On 7 August 2013 the School terminated the employment of the Acting Principal and Secondary School Head, citing their failure to bring the BOS’ request to the Board’s attention and the unacceptable conduct in establishing a company (being AME) to, in its opinion, take over the School.

The employees brought an unfair dismissal application against the School.

Role of Lawyer

On 21 June 2013 the employees attended a community information meeting [in relation to the School’s financial position and future] at the School; the employees were accompanied by their solicitor. The Fair Work Commission

(FWC) stated that this act was a “regrettable incident”. During the meeting, the solicitor stood on a chair and backed the campaign to depose the Board.

In relation to the solicitor’s involvement, the FWC stated:

  • The attendance of the employees and their solicitor at a community engagement meeting introduced a “level of tension and controversy” to the matter.
  • The attendance and address from the solicitor create the impression that the solicitor was “an active participant in the [School] community contest and not a legal representative of [the employees]”.
  • The conduct entrenched the divisions between the position of the Board and the employees, to a degree that the employment dispute could not be untangled from the School’s community contest.

Decision on Unfair Dismissal Application

Ultimately the FWC found in favour of the School declaring that the employees had undertaken a course of conduct (in concealing the BOS’ request and establishing AME) which was incompatible with their duties as employees of the School. The FWC found that their conduct was particularly in breach of the levels of trust and confidence expected of senior employees.

Lessons for Schools

Employees involved in an employment dispute are entitled to seek counsel, advice and support.

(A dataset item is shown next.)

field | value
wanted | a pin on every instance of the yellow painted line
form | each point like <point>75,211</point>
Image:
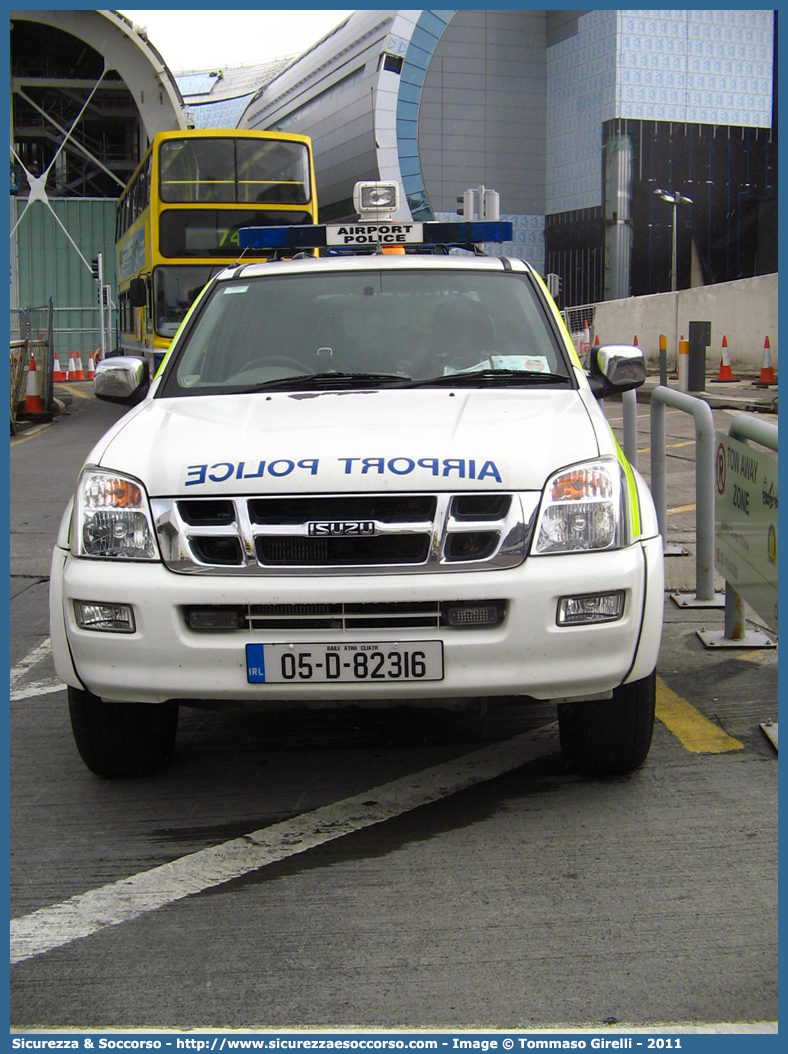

In this case, the FWC held that the actions of the solicitor, in conjunction with the actions of his clients (the employees), was so great as to unnecessarily escalate the matter, misrepresent his involvement in the School’s community contest and irretrievably drew a connection between the employment dispute and the School’s financial distress and/or the continuing role of the Board.

Parties to an employment dispute should carefully consider the involvement of their lawyers, and ensure that legal representation does not diminish the fundamental duties to the school, either as the educational provider or employee.